Fête Nationale du Pays de Galles le 1er Mars

de NHU Bretagne

Chaque 1er mars, le Pays de Galles / Cymru célèbre sa fête nationale. Pourtant, le pays n’est pas un État indépendant. Cependant, cette journée rassemble toute la nation autour d’un nom : Saint David. En gallois, on l’appelle Dewi Sant.

Ainsi, la fête nationale du Pays de Galles / Cymru dépasse largement la seule dimension religieuse. Elle incarne une mémoire, une langue et une fierté collective. Elle montre surtout qu’une nation peut s’affirmer sans disposer de tous les attributs d’un État souverain.

Alors, pourquoi la Saint David mérite-t-elle l’attention des Bretons ?

1er Mars : une fête nationale pleinement assumée

Le 1er Mars marque la mort de Saint David au VIe siècle. Pourtant, au fil des siècles, cette date est devenue un moment d’unité nationale. Aujourd’hui, la fête nationale du Pays de Galles / Cymru s’affiche partout.

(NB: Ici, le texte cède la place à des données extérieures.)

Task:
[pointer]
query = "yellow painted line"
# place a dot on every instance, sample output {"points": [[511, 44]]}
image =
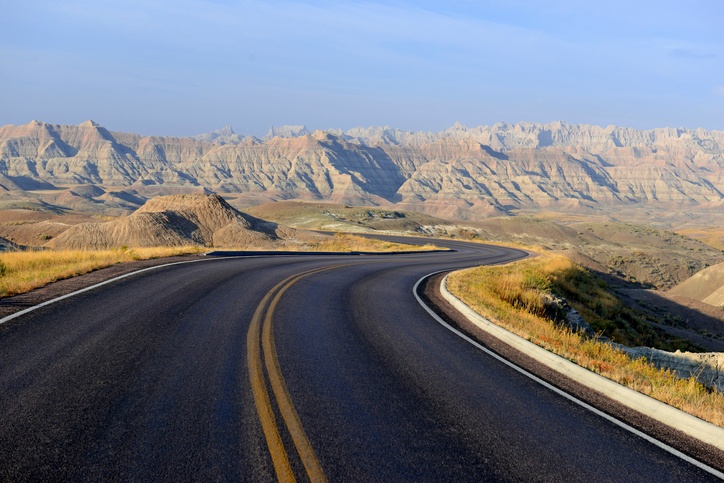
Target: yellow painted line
{"points": [[280, 458], [291, 418], [261, 398]]}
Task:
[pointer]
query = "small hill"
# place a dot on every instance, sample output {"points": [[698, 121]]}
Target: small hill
{"points": [[177, 220], [706, 286]]}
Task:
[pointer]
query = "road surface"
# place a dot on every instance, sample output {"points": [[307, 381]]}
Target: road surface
{"points": [[306, 367]]}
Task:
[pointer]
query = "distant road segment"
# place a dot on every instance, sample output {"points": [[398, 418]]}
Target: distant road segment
{"points": [[288, 367]]}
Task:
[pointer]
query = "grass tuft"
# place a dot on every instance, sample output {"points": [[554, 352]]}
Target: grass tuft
{"points": [[24, 271], [515, 297]]}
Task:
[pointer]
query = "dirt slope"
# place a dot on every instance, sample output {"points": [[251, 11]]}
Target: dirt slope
{"points": [[175, 220]]}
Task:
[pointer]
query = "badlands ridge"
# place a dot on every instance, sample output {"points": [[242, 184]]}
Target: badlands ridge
{"points": [[459, 173]]}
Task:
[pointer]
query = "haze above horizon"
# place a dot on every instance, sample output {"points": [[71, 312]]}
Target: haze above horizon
{"points": [[192, 66]]}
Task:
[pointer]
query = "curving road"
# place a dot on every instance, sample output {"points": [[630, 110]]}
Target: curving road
{"points": [[258, 368]]}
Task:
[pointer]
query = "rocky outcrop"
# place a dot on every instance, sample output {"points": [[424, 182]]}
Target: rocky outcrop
{"points": [[178, 220], [460, 172], [706, 286]]}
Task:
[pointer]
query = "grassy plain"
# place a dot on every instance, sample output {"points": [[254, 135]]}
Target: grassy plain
{"points": [[517, 296], [22, 271]]}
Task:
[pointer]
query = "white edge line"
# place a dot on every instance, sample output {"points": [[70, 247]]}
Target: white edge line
{"points": [[540, 381], [111, 280]]}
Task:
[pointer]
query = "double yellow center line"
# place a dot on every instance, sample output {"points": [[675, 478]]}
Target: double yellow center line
{"points": [[265, 312]]}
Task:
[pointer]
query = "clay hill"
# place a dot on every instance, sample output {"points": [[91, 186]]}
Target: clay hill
{"points": [[177, 220], [459, 173], [705, 286]]}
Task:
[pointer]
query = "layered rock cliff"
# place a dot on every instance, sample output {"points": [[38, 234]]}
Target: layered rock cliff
{"points": [[460, 172]]}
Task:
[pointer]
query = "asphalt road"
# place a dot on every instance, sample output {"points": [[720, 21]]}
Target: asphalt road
{"points": [[258, 368]]}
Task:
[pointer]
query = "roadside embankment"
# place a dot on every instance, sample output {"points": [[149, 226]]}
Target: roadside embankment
{"points": [[518, 297]]}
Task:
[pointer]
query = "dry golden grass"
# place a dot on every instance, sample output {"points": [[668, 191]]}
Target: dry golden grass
{"points": [[710, 236], [513, 296], [23, 271]]}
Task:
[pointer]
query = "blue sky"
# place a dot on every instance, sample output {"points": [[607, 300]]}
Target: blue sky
{"points": [[190, 66]]}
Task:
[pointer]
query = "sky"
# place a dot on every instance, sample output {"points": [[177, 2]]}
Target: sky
{"points": [[186, 67]]}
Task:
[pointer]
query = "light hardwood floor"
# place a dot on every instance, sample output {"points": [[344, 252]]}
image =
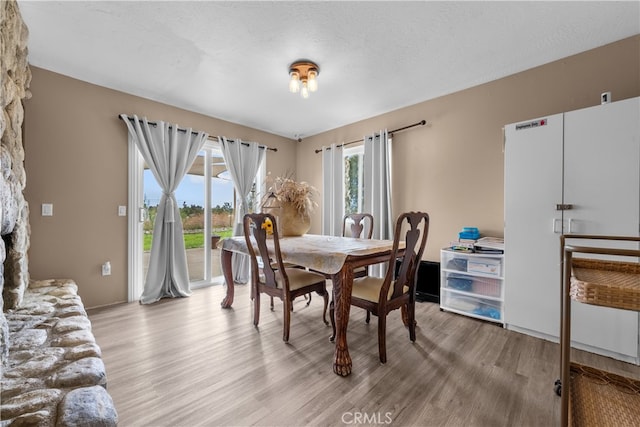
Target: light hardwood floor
{"points": [[188, 362]]}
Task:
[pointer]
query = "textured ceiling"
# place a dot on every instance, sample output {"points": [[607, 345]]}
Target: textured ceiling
{"points": [[230, 59]]}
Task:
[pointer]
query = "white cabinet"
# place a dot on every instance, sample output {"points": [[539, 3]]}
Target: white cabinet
{"points": [[575, 172], [472, 284]]}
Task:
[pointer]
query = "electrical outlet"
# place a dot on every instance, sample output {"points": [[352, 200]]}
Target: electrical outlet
{"points": [[106, 269], [47, 209]]}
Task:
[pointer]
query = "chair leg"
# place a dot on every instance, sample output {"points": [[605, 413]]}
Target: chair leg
{"points": [[332, 317], [325, 295], [287, 319], [382, 335], [412, 321], [256, 308]]}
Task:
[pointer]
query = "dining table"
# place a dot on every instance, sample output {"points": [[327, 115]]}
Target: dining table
{"points": [[331, 255]]}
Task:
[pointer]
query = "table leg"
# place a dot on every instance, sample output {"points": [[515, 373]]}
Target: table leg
{"points": [[225, 262], [342, 285]]}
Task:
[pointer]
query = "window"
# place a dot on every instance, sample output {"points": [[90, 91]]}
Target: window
{"points": [[353, 179]]}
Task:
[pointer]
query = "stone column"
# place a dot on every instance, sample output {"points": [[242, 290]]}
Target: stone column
{"points": [[15, 77]]}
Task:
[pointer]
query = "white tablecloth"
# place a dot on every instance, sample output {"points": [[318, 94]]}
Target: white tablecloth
{"points": [[320, 253]]}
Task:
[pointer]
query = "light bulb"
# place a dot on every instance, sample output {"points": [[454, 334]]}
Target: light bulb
{"points": [[313, 80], [294, 83]]}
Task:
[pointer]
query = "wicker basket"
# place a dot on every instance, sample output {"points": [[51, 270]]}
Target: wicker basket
{"points": [[606, 283], [600, 398]]}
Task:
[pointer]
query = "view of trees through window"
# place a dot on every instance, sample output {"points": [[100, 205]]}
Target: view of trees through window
{"points": [[353, 182]]}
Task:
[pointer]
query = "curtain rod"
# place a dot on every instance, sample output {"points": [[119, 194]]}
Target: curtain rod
{"points": [[195, 133], [420, 123]]}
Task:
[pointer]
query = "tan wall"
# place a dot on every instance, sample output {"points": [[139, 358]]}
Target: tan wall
{"points": [[454, 168], [76, 159]]}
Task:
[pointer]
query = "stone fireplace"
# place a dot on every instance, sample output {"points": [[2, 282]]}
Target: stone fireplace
{"points": [[51, 369], [15, 77]]}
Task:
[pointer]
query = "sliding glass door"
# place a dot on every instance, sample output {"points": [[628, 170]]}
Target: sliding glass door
{"points": [[207, 203]]}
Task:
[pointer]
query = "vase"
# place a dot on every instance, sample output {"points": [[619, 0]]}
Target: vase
{"points": [[291, 222]]}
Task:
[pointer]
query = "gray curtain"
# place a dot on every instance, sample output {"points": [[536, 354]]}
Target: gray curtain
{"points": [[169, 153], [377, 187], [332, 190], [243, 159]]}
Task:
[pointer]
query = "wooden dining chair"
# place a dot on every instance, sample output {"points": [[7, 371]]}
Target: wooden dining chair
{"points": [[355, 225], [383, 295], [360, 226], [271, 277]]}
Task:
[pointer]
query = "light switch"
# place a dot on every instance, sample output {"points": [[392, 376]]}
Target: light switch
{"points": [[47, 209]]}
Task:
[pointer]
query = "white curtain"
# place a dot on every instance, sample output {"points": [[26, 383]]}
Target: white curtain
{"points": [[243, 160], [332, 190], [377, 188], [169, 153]]}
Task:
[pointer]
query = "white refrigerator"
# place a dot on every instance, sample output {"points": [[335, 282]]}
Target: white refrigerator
{"points": [[574, 172]]}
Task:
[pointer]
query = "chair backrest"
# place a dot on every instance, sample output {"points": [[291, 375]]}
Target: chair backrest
{"points": [[260, 227], [413, 228], [353, 225]]}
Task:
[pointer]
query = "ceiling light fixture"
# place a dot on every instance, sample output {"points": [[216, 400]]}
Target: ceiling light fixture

Les écoles organisent des célébrations. Les enfants portent des costumes traditionnels. Les bâtiments publics hissent le dragon rouge. Les médias diffusent des programmes spéciaux. Ainsi, la Saint David s’impose dans l’espace public.
Cependant, cette journée n’est pas un jour férié officiel. Pourtant, cela ne réduit pas son importance. Au contraire, la mobilisation populaire lui donne une force particulière.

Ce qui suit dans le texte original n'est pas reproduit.